I hate when couples say, “We never argue”—mainly because it gives me a complex about what is happening in my own relationship, but also because I think it’s a crock of shit. I’ve had a couple of long-term relationships in my day and I will tell you one argument that I know FOR SURE you have all had at one point or will have in your future: money. Now, some of you may have been blessed with millions of dollars at your disposal and therefore you never need to worry or argue about money and to you I say, “Bite me.” Kidding (ish).

However, for some of us, money is the one thing we argue most about. It doesn’t matter what type of relationship you are in, the money argument doesn’t discriminate. It’s all-inclusive and will make you want to rip your head off at the mere thought of discussing it.

My wife and I can barely look at each other while we talk about money. Sometimes we are in separate rooms “talking about it” very loudly, if you know what I mean. Probably because she is an accountant in real life and she cannot understand why I feel the need to purchase 18 candles from Ikea. (All I’m trying to do is make a nice home for us—is that too much to ask?)

Sometimes money can feel like a dark cloud over your relationship and I am here to say you are not alone!
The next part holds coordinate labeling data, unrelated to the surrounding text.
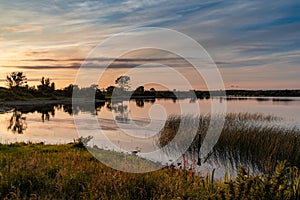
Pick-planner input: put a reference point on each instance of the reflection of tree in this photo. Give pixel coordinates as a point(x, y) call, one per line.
point(140, 103)
point(17, 123)
point(120, 109)
point(46, 112)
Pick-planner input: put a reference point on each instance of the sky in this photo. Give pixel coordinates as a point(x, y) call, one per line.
point(255, 44)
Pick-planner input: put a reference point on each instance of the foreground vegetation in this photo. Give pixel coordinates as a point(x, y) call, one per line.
point(246, 139)
point(40, 171)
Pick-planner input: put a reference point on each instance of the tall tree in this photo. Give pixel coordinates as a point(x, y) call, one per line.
point(123, 82)
point(16, 79)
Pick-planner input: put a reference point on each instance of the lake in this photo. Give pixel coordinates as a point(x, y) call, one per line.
point(128, 125)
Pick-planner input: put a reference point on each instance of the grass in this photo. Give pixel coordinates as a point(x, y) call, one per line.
point(250, 139)
point(37, 171)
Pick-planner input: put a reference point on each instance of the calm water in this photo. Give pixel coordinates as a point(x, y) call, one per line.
point(128, 125)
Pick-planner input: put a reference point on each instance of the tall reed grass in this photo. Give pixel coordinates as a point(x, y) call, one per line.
point(250, 139)
point(36, 171)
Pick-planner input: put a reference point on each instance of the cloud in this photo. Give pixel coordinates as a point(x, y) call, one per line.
point(24, 28)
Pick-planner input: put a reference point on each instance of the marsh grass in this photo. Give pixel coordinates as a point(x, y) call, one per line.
point(249, 139)
point(37, 171)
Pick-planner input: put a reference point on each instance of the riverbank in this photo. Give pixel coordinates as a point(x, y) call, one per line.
point(69, 171)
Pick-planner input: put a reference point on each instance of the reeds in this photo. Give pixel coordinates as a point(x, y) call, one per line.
point(36, 171)
point(250, 139)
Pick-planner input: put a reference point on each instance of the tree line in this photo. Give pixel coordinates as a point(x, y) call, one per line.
point(18, 89)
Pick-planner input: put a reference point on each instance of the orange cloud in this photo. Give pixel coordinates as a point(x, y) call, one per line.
point(23, 28)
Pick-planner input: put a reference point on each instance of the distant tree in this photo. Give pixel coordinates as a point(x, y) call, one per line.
point(110, 89)
point(46, 85)
point(16, 79)
point(123, 82)
point(140, 89)
point(68, 91)
point(152, 90)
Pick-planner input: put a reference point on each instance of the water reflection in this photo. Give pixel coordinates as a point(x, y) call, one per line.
point(120, 109)
point(17, 122)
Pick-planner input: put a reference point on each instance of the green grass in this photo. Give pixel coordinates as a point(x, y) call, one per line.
point(250, 139)
point(40, 171)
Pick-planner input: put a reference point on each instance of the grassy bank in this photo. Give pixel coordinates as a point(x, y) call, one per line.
point(250, 139)
point(39, 171)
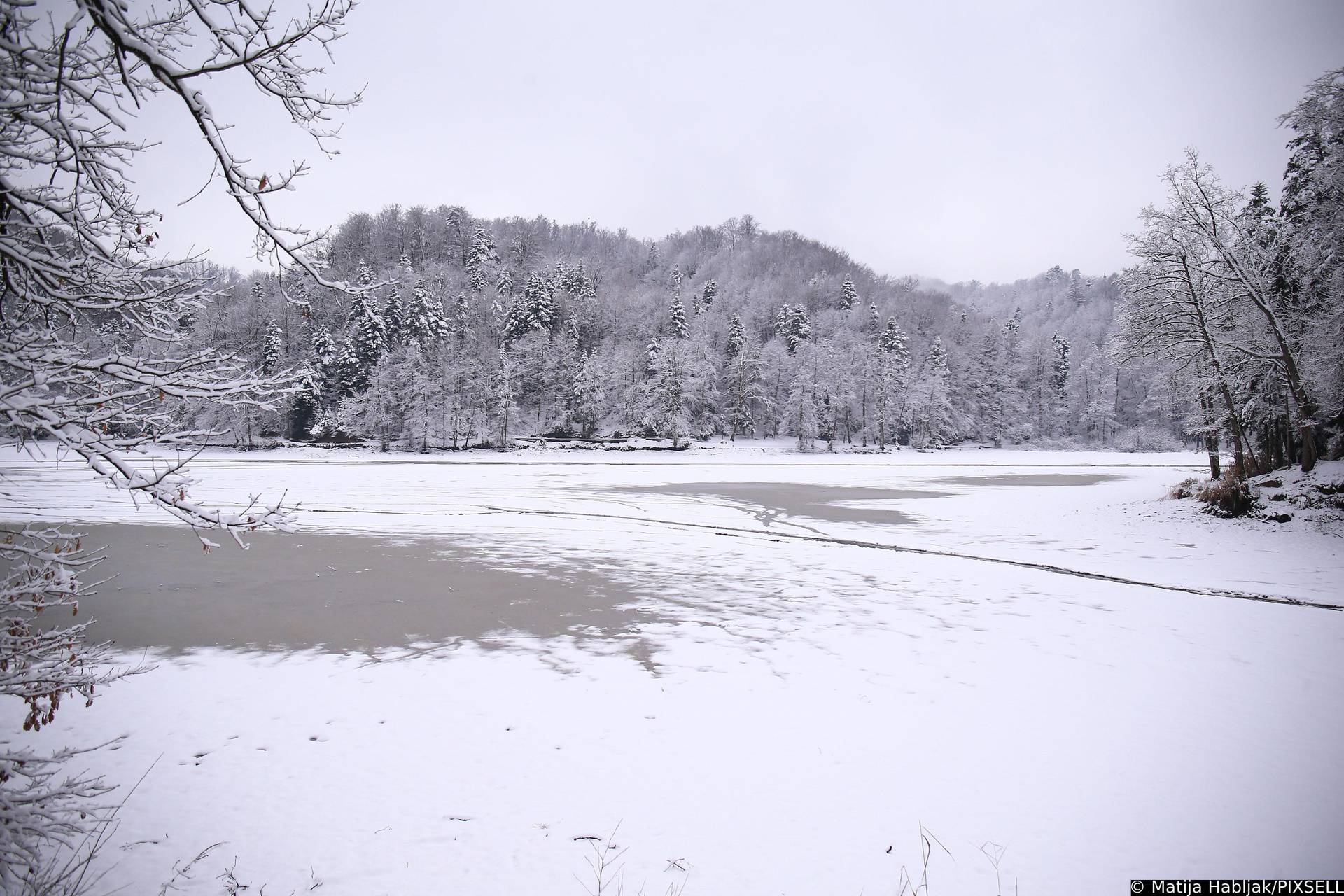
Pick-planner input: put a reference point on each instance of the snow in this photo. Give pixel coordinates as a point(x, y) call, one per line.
point(771, 713)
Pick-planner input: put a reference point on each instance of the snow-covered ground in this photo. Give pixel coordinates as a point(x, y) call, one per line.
point(718, 656)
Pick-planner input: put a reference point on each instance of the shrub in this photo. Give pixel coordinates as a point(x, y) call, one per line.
point(1183, 489)
point(1228, 496)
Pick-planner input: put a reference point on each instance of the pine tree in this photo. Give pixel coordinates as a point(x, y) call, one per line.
point(350, 372)
point(797, 328)
point(873, 328)
point(892, 365)
point(273, 349)
point(676, 318)
point(480, 257)
point(323, 349)
point(1059, 371)
point(711, 292)
point(460, 321)
point(737, 336)
point(534, 311)
point(394, 317)
point(425, 321)
point(305, 405)
point(745, 390)
point(500, 400)
point(848, 295)
point(365, 274)
point(1075, 288)
point(369, 332)
point(933, 416)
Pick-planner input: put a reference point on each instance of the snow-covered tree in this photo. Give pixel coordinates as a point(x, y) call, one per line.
point(80, 250)
point(710, 295)
point(425, 320)
point(1059, 370)
point(891, 381)
point(676, 318)
point(394, 317)
point(682, 390)
point(848, 295)
point(737, 336)
point(369, 332)
point(480, 258)
point(273, 349)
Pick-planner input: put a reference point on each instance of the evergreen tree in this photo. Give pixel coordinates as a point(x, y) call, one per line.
point(1059, 371)
point(892, 365)
point(933, 421)
point(305, 405)
point(394, 317)
point(848, 295)
point(676, 318)
point(797, 328)
point(500, 400)
point(531, 312)
point(369, 331)
point(737, 336)
point(425, 321)
point(460, 321)
point(350, 372)
point(480, 257)
point(743, 388)
point(873, 328)
point(711, 292)
point(365, 274)
point(1075, 288)
point(273, 349)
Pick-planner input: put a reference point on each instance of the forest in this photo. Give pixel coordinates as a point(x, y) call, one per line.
point(464, 332)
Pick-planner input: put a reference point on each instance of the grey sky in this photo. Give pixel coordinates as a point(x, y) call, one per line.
point(956, 140)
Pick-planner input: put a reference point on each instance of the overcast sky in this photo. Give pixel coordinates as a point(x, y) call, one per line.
point(976, 140)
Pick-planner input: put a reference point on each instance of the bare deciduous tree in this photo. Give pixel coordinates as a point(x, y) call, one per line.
point(77, 253)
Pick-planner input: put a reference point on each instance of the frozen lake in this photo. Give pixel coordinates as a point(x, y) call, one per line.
point(762, 672)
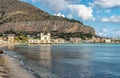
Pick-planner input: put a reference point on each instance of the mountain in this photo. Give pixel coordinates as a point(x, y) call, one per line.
point(19, 16)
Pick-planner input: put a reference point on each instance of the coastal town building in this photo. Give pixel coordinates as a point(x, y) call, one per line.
point(107, 41)
point(45, 38)
point(75, 40)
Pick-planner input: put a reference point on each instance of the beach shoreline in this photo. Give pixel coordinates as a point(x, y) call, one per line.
point(11, 67)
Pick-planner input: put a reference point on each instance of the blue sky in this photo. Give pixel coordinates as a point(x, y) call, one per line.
point(103, 15)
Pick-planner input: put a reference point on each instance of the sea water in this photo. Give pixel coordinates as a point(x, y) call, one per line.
point(70, 60)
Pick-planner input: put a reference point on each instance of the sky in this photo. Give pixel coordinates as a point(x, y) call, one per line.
point(102, 15)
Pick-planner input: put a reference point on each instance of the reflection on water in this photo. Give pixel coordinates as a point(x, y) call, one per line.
point(72, 61)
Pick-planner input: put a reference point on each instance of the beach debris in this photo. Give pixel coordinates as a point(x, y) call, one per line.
point(1, 51)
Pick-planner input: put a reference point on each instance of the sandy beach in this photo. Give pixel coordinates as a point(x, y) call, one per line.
point(11, 68)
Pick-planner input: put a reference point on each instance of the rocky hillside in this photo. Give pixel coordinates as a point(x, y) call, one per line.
point(22, 17)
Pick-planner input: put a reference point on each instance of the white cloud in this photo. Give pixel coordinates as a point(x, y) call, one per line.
point(107, 3)
point(59, 14)
point(82, 11)
point(115, 19)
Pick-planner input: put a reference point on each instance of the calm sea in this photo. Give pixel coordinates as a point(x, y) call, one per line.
point(70, 60)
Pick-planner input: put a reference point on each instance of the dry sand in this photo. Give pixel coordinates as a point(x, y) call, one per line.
point(11, 68)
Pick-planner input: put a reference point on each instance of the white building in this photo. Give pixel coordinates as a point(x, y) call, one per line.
point(34, 41)
point(11, 38)
point(45, 38)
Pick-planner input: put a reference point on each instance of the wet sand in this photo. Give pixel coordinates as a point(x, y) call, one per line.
point(11, 68)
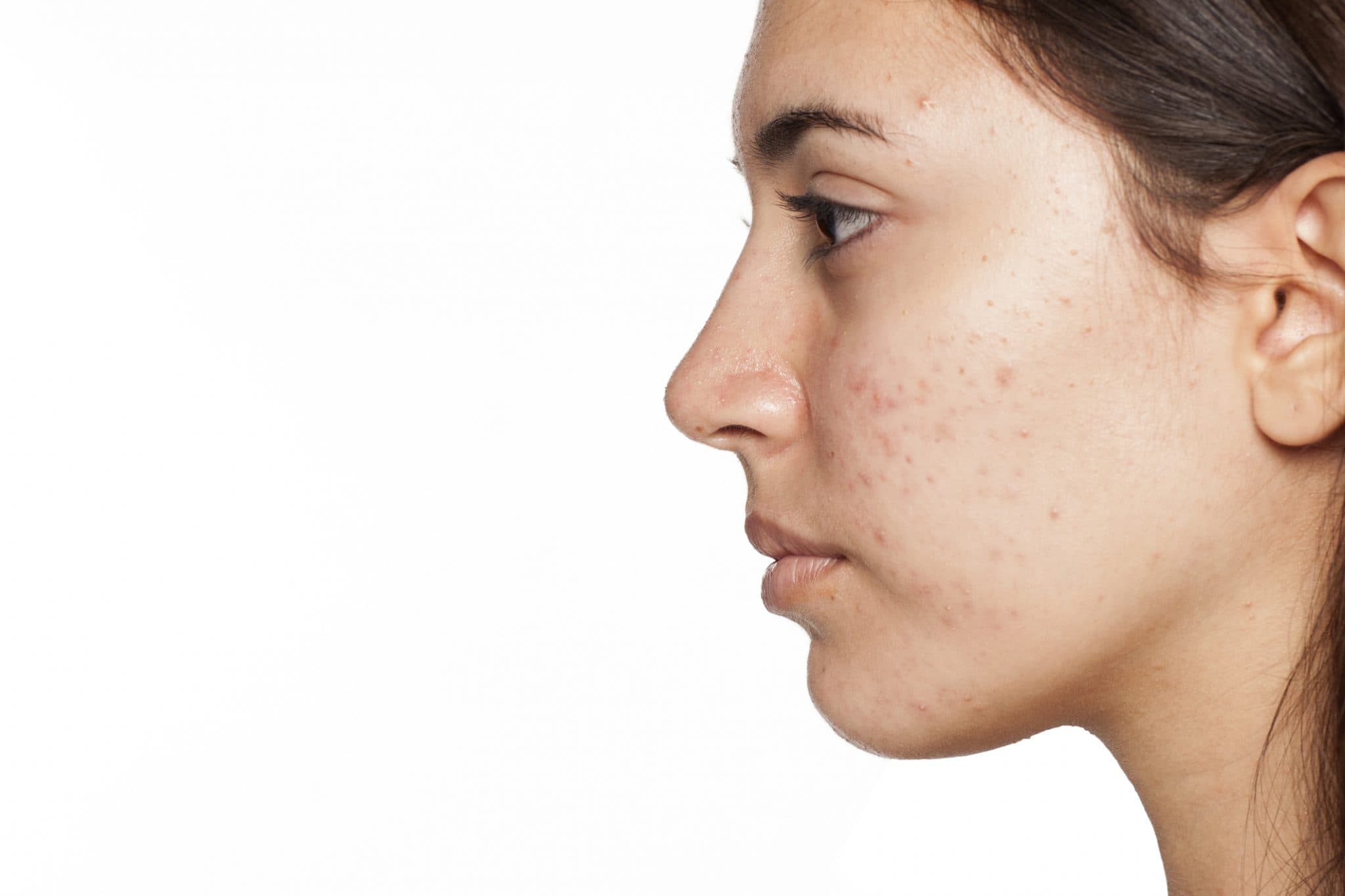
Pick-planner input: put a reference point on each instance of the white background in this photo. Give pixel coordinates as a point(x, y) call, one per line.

I have spent the last 15 years arguing about money in one way or another, so let me share a few tips with you to get you through the money argument and on to the more fun arguments like whose turn it is to pick up the dog poop.

Disclaimer: I am not a financial advisor, nor do I care to be. This is simply what I have learned about helping deal with the money argument and I am sharing it with you. If you want actual financial advice, Suze Orman is your gal.

Don’t proclaim you are on a budget. One day we decided that’s it—we are on a strict budget. We downloaded budget apps, listened to online courses about living a fun life while on a budget and told all of our friends, “WE ARE ON A BUDGET.” Within 24 hours, we were fighting more about what falls into “wants” or “needs” and if that’s in the frickin’ budget. The pressure of the word budget was just too much for us because we have very different views on what that word means. You are better off just saying “Let’s try and save a little money” then making it feel like the weight of the world is on your shoulders if you buy a pack of gum.

Stop holding money over each other’s heads. I don’t know about you, but there were times when my wife and I were dating, that I needed to borrow money from her in order fix my piece of shit car or I was behind on my rent and needed her help. We’ve all been there! The difference is, when you love someone and are in a relationship with them, constantly reminding them about the times you loaned them money after they have paid you back is going to eventually wear you both down and widen the space between you. If they have paid you back,  DROP IT.

Don’t compare who makes more. This is the making for a break up right here, folks. The one who makes more money, should not be the one who holds the power. I was once a stay at home mom and I remember feeling like I did nothing to contribute to our bills and having so much guilt if I bought myself new underwear because my ex-husband “worked like a dog”—as if taking care of children all day is a walk in the park, buddy! It was okay if he spent the money, but because I didn’t make any on my own at that point, I felt like I was weak and no longer part of the decision making. Don’t make the person who makes less than you feel like they aren’t equal to you.

Do your bills together. Whether you have separate bills and bank accounts, or joint bills and an account together, going over your bills can be eye opening once you see how much each person is spending on what. In our house, my wife is mainly the person who does our bill processing (because she is the accountant, remember?). However, when she is doing the bills for that month, sitting down with her and going over everything together is far more productive than arguing later about how much money is left in our account. Again, it boils down to teamwork.

Do I have this all figured out? HELL NO. At the end of the day, money will always be a topic of discussion between you and your partner, so to expect to never argue about it again is a pretty high expectation to put on one another. All we can do is to remind ourselves that this does not have to be an argument and have a plan of attack for the conversation. If it starts to get to be too intense, take a break and eat some ice cream. No one can ever argue while eating ice cream.